TAPPER: Our thanks to Children's Mercy Hospital and the big slick for letting us participate and for sharing some of their footage from the weekend. If you want to learn more about the event or donate to Children's Mercy, check out bigslickkc.org.
Turning now to the Sports Lead, for a tournament with so many goals, today's quarterfinal match between Germany and France not exactly the most thrilling thing in the world. Germany scored early and then was content to sit back on its heels and coast to a 1-0 victory, putting them through to their fourth straight semifinal.

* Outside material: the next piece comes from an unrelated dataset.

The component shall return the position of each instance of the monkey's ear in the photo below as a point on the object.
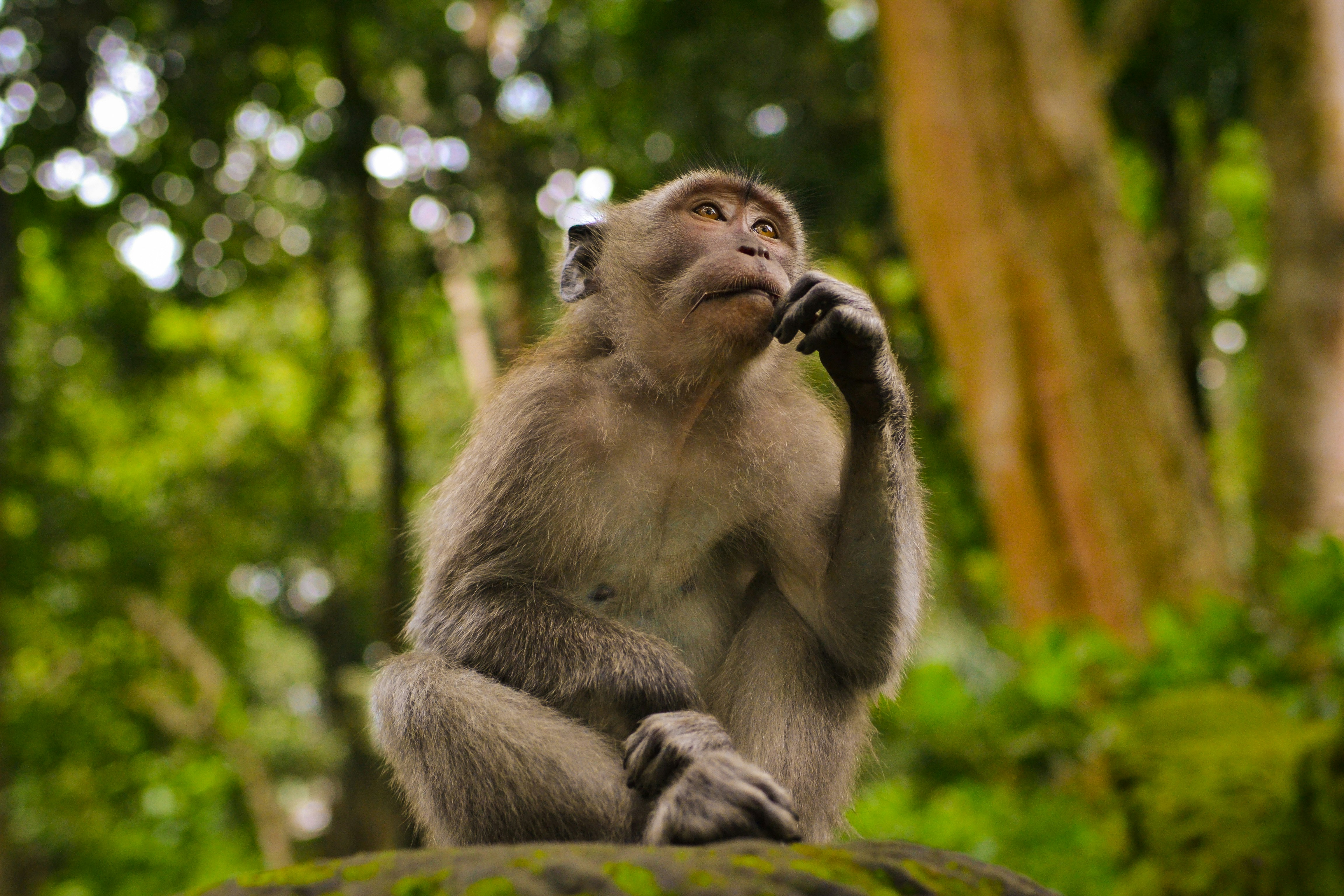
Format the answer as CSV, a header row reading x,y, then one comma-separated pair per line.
x,y
577,273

That's a place the U.S. team has never been. So winning the World Cup, you probably shouldn't even call it a pipe dream instead give the American fans what they really want, goalkeeper, Tim Howard for secretary of defense. After his 16-save performance against Belgium Tuesday, President Obama didn't exactly shut down the possibility.
(BEGIN VIDEO CLIP)
BARACK OBAMA, PRESIDENT OF THE UNITED STATES OF AMERICA: And I know there's actually a petition on the White House web site to make Tim Howard the next secretary of defense. Chuck Hagel's got that spot right now. But if there is a vacancy, I promise to think about it.
(END VIDEO CLIP)
TAPPER: So Mr. President, you're telling us there's a chance. Yes, and finally today, an anniversary, not the one from 1776 we're all celebrating but one much more somber. It has been 75 years since baseball's iron horse, Lou Gehrig, said goodbye, thanking the 61,000 fans jammed into the wooden seats at Yankee Stadium. In the last game he played he was only 35 years old. July 4th, 1939. Standing before all those people, the first baseman, one of the greatest hitters ever, would soon be bedridden, who had every reason to be angry at the world, at god. He called himself lucky.

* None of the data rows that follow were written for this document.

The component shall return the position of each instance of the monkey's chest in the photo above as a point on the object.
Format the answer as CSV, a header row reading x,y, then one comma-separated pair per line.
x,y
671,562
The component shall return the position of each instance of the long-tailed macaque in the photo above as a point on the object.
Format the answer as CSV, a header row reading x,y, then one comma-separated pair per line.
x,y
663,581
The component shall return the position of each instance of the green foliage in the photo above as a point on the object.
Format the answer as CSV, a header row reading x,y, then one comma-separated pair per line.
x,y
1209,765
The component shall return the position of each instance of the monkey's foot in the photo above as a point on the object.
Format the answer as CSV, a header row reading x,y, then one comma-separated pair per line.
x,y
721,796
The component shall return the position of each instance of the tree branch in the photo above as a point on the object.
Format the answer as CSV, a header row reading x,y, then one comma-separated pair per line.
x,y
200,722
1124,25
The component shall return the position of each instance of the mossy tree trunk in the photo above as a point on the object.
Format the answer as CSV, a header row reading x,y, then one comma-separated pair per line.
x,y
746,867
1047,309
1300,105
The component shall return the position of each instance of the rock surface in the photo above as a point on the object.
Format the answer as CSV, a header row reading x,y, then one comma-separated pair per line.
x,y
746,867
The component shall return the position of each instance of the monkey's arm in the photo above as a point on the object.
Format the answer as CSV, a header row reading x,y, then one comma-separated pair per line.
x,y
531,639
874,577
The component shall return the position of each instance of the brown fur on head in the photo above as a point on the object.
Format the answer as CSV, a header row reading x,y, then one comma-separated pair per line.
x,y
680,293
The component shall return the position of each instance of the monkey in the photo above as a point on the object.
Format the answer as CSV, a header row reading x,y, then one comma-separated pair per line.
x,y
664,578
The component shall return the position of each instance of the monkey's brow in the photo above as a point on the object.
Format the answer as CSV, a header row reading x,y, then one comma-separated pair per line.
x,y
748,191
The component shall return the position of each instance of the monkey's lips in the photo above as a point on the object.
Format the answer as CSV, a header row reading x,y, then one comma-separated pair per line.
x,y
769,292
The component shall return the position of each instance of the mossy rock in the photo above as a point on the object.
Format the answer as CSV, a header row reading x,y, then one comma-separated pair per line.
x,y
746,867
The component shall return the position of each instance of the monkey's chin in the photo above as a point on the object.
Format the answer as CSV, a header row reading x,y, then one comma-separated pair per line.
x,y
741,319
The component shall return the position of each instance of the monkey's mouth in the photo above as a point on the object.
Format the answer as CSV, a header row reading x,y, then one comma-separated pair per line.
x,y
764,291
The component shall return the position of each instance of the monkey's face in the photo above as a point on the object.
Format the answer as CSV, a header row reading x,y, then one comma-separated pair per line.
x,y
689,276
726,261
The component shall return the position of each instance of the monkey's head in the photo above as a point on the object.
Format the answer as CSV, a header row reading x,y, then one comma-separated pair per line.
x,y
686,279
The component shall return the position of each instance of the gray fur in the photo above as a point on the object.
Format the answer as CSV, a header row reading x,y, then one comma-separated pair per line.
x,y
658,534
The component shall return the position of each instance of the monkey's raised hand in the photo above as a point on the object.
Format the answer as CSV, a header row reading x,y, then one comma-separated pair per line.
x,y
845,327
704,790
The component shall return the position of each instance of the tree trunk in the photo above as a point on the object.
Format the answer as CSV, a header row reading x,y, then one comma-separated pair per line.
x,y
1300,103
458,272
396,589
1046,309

Today I consider myself the luckiest man on the face of the earth. But unlike Gary Cooper's take on the speech, that's not how Gehrig's speech ended. He called himself lucky a few more times. He called his hand in life a blessing. Gehrig had been diagnosed with the still incurable and rare disease that would claim his life just two years later, and it bears his name today. But despite knowing his premature death was inevitable, Lou Gehrig still said this -- "I've got an awful lot to live for.
That's for THE LEAD. I'm Jake Tapper. Happy 4th of July. I now turn you over to Brianna Keilar. She is filling in for Wolf Blitzer in "THE SITUATION ROOM." Have a great weekend -- Brianna.